PHP zvals and symbol table(s)

I’ve had a broad understanding of how PHP maintains and stores variables, but recently I did some more reading about it so that I could understand a solution on stackoverflow better.

zvals Container

When you assign a variable it creates a “row” in what is known as a zval container. At this stage I find it easiest to think of them like table rows, or an array item.

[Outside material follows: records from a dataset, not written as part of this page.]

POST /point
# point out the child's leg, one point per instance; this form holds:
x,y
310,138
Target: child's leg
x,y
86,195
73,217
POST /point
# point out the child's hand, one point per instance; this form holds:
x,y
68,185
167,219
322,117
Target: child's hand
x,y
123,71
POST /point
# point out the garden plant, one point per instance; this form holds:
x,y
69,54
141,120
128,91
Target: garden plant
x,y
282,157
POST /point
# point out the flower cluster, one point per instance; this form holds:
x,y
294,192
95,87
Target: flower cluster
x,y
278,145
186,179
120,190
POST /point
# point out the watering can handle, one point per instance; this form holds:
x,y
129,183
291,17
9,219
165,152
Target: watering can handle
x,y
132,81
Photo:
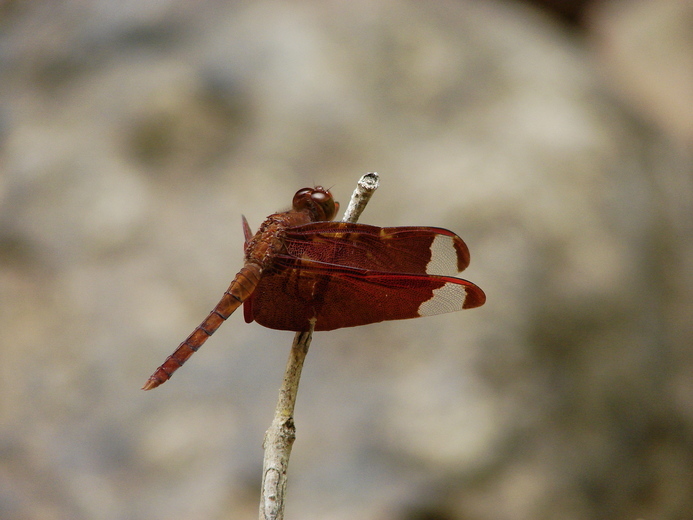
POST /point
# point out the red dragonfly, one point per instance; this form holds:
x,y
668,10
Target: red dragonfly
x,y
301,268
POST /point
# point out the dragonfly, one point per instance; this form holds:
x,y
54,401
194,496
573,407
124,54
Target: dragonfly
x,y
302,269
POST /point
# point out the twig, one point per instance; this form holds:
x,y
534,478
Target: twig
x,y
280,436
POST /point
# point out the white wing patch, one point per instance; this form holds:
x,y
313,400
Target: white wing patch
x,y
443,257
448,298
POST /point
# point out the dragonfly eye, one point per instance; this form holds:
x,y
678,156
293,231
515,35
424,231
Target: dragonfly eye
x,y
318,201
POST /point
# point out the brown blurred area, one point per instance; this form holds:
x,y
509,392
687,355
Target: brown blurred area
x,y
558,144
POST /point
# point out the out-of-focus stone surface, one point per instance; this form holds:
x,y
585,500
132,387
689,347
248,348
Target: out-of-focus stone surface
x,y
134,135
645,52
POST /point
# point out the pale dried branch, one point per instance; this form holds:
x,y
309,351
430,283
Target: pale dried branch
x,y
280,436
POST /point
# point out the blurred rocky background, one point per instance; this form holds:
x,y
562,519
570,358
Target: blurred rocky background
x,y
554,137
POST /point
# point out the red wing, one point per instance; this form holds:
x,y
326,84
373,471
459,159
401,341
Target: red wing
x,y
414,250
298,290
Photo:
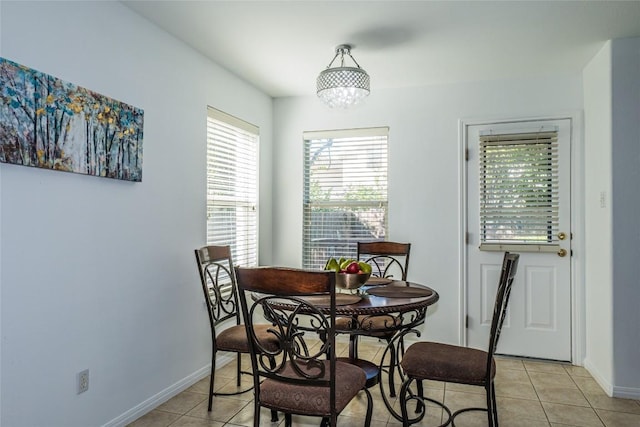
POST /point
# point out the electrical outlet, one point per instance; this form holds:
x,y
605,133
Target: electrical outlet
x,y
83,381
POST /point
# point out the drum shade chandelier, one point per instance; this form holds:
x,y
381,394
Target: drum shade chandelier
x,y
343,87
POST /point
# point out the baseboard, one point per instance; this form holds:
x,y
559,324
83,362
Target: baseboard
x,y
166,394
626,392
595,373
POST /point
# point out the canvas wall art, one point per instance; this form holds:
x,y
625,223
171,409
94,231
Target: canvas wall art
x,y
48,123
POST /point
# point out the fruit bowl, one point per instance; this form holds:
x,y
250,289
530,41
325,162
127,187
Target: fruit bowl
x,y
351,281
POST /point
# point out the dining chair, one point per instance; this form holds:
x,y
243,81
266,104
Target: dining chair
x,y
306,379
388,260
455,364
215,266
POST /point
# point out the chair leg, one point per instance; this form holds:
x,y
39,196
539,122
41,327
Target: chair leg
x,y
494,405
238,369
367,419
256,413
420,389
392,372
211,378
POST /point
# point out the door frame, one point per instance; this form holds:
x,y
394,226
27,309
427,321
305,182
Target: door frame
x,y
578,306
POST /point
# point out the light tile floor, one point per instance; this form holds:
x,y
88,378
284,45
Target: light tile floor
x,y
529,394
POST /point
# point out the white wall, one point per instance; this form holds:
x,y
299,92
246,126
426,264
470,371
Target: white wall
x,y
424,177
99,274
612,202
598,275
625,202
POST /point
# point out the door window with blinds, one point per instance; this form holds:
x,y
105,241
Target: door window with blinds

They contain:

  • Type of the variable
  • Value of the variable
  • a boolean value for is_ref. This lets PHP know if the variable is a reference
  • refcount, which contains how many variables point to this value. This doesn’t always mean it is a variable assigned by reference. If for instance you do
    // refcount is 1 after you set this
    $a = 'Levi Jackson';
    // refcount is 2 after this point
    $b = $a;
    // refcount for $a is 1 and $b is 1
    $b = 'Jackson Levi';

It is important to note that the zvals table does not include variable names. Those are stored in what is called a symbol table.

Symbol Table

There is a symbol table for each level of scope (global, functions, methods, etc…). as well for certain types value  types. Scalar values like a string are pretty straight forward, at the most basic level a symbol table maps a variable name to a zval slot. Compound Types such as arrays and objects create separate symbol tables for their properties. So for an object like the following:

Class Person{
public $name;
public $email;

public function __construct($name = '', $email = ''){
$this->name = $name;
$this->email = $email;

$levi = new Person('Levi', '');

This would add an entry for $levi in the global symbol table and then it would create two more symbol tables for both properties name and email.

Garbage Collection

Once a variable in the zval container has 0 for a refcount it is deleted from memory. An interesting example posed on the site though shows where you can lull yourself into the false idea that all of your values have been removed from memory. For instance, given the following

$tmpArray = array( 'name' => 'Levi');

You have a symbol table for $tmpArray as well as for $tmpArray[‘name’]. If you were to then unset($tmpArray) that would remove the value for $tmpArray, but the key ‘name’ would still exist because it still has a refcount of 1 since it has a value of ‘Levi’. So to remove that you would need to unset($tmparray[‘name’]) and then unset($tmpArray) to remove both from memory.


Pretty interesting stuff, and I hope to do some more reading on the internals of PHP soon. One of the more interesting things i’ve come across recently related to the above is that the foreach loop has the potential to copy the array it is looping (and rightly so) if the refcount for the array variable is more than 1.